Judge Corriveau forced herself to look, glancing over quickly to the jury and feeling sorry for the poor buggers. Who’d started the trial excited at being involved in a murder case. And would end it traumatized. Or, worse, numb to such horror.

The Crown, who’d seen this video often, stood at his desk, his lips pressed together and his hands made into fists at his sides.

Chief Superintendent Gamache narrowed his eyes. It was slightly easier to watch on video than in person, but not much.

Beauvoir, sitting in the courtroom, had his own mask on. Of professional detachment.

One of the defense lawyers shot a quick glance at the defendant, then looked away, hoping no one in the jury had seen the revulsion in his face as he’d stared at the person he was meant to defend.

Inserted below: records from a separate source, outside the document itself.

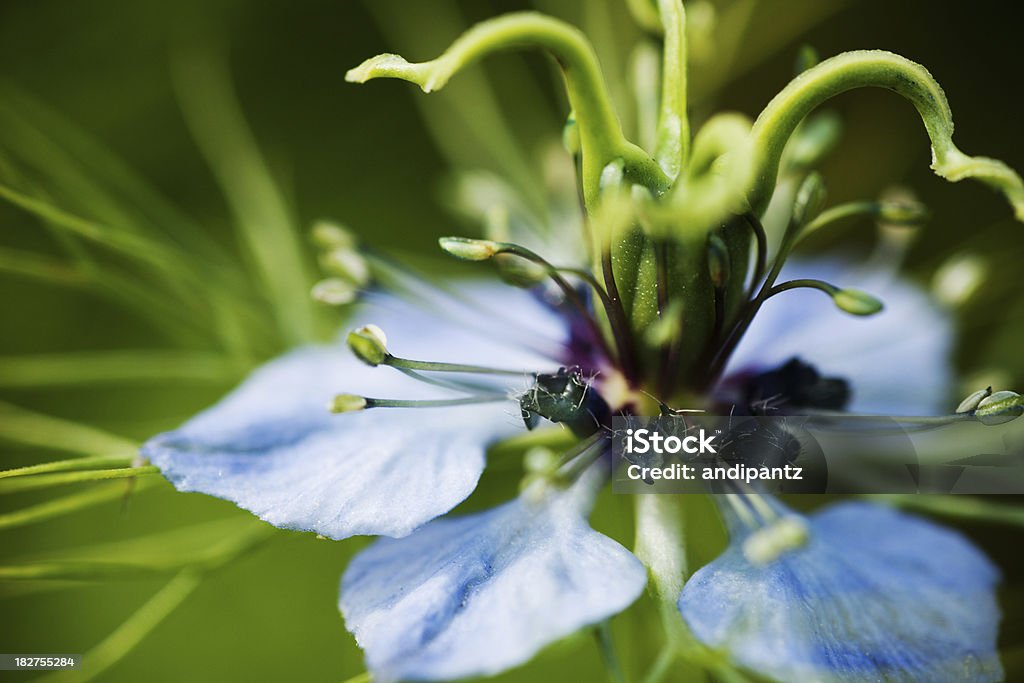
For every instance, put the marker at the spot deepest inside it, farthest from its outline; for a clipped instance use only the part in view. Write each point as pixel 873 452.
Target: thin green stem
pixel 673 137
pixel 87 463
pixel 69 504
pixel 22 426
pixel 438 402
pixel 432 367
pixel 600 133
pixel 59 478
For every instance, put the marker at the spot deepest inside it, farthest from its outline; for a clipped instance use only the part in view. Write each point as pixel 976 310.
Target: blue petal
pixel 477 595
pixel 272 447
pixel 873 595
pixel 897 361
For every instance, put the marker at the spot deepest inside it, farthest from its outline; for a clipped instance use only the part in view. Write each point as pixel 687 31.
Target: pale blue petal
pixel 476 595
pixel 272 447
pixel 897 361
pixel 875 595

The person he privately suspected had done this.

The camera zoomed in even more, in a merciless close-up.

At that stage, even Gamache looked away, then forced himself back, to stare at the giant face on the large screen.

* * *

Isabelle Lacoste handed the mask to her head of forensics, and turned to Gamache.

“You’re surprised.”

He nodded.

There was a lot of damage, but the face was recognizable.

Not a man, but a woman.

“You know her?” asked Lacoste.

Oui. That’s Katie Evans. She’s staying at the B&B.”

Lacoste got up, and so did Gamache.

Isabelle Lacoste cast an experienced eye over the root cellar, then motioned toward the door.

“I’ll leave you to it,” she said to the coroner and her second-in-command. At the door she paused. “I take it the cause of death is obvious.”

They all looked at the bloody bat, propped casually against one of the shelves, next to a stained mason jar of peaches.

“I’ll let you know if we find anything else,” said Dr. Harris. “But what’s with…”

She gestured at the costume.

“I think I’m about to find out,” said Lacoste, and followed Gamache and Beauvoir into the larger room.

* * *

On the huge screen in the courtroom, the camera followed the senior officers as they left the root cellar. Just before the camera swung back to the body, it captured Chief Superintendent Gamache as he turned and looked into the room.

An expression of extreme bewilderment on his face.